Morell, 54, who began at the Central Intelligence Agency in 1980 as an analyst, helped draft the administration’s talking points on the attack on diplomatic facilities in Benghazi, Libya. He will become a member of the President’s Intelligence Advisory Board, the White House said in a statement.
Taking over the job is Haines, 43, who has been deputy counsel to the president for national security affairs since 2010, marking the first time a woman has ascended to the agency’s second highest position. While she previously worked at the State Department and on the Senate Foreign Relations Committee, she does not have a background in intelligence work.
“I am proud that such experienced and committed individuals have agreed to serve the American people in these important roles,” Obama said in a statement. “I look forward to working with them in the months and years ahead.”

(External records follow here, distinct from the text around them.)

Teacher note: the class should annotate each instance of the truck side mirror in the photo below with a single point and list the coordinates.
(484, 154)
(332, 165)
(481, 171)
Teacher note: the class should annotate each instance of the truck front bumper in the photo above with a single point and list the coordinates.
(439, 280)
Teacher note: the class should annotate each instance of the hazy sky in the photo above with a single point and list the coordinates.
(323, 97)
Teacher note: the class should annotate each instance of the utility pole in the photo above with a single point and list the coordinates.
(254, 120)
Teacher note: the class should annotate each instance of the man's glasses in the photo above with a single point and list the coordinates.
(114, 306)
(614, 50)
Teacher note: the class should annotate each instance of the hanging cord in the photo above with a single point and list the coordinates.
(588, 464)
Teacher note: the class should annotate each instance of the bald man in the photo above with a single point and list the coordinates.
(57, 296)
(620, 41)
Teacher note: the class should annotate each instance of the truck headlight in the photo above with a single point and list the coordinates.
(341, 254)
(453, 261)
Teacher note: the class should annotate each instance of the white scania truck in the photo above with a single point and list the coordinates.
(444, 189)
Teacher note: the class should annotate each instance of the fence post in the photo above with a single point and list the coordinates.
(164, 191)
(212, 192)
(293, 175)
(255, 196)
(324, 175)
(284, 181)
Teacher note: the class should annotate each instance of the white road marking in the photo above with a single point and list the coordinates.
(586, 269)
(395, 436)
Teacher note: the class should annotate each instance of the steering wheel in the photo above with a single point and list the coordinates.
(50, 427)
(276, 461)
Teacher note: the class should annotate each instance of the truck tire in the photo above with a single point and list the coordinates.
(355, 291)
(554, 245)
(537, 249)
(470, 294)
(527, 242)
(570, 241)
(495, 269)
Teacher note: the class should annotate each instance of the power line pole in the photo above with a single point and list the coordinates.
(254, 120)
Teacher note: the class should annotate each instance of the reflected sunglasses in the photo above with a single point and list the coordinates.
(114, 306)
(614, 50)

With United Nations Ambassador Susan Rice scheduled to become Obama’s national security adviser in July and former adviser Samantha Power nominated to replace Rice at the UN, Obama’s foreign policy team has three women in top positions.
Morell, who served as acting director following the resignation of David Petraeus in November until John Brennan was confirmed as CIA director in March, said he’s leaving to devote more time to his family.
“Whenever someone involved in the rough and tumble of Washington decides to move on, there is speculation in various quarters about the ‘real reason,’” Morell said in a statement. “But when I say that it is time for my family, nothing could be more real than that.”
Brennan, who was Obama’s counterterrorism adviser before taking over at the CIA, said he’s worked closely with Haines over the past several years. She’s been a regular participant in high-level meetings and headed a group of lawyers that reviews the CIA’s most sensitive programs, he said in a statement.
He also thanked Morell for helping him make the transition back to the agency.
Morell, who also was one of President George W. Bush’s intelligence briefers, has come under criticism from Republicans over the Benghazi talking points, which removed any reference to al-Qaeda from the administration’s initial explanation of the Sept. 11, 2012, attack that killed U.S. Ambassador Chris Stevens and three other Americans.
The talking points were used by Rice on Sunday talk shows to describe the Benghazi attack as growing out of a spontaneous demonstration sparked by a movie trailer that Muslims found offensive to their religion. Republicans have conducted multiple hearings on the administration’s response.
When the Obama administration released almost 100 pages of e-mails about the origins of the talking points last month, administration officials said that they showed that it was Morell, a career CIA employee, who made the final edits to the document.
That chain of authorship allowed the Obama administration to preserve its argument that the White House made only minor edits to a document that originated in the intelligence community.
References to al-Qaeda were removed while the document was still being drafted by the CIA, according to White House officials who briefed reporters. It was eventually replaced with “Islamic extremist,” in the final draft.
Morell didn’t mention the Benghazi controversy in his public notice about his retire.
“I am passionate about two things in this world -- the agency and my family,” he said in a statement emailed to CIA employees. “And while I have given everything I have to the Central Intelligence Agency and its vital mission for a third of a century, it is now time for me to give everything I have to my family.”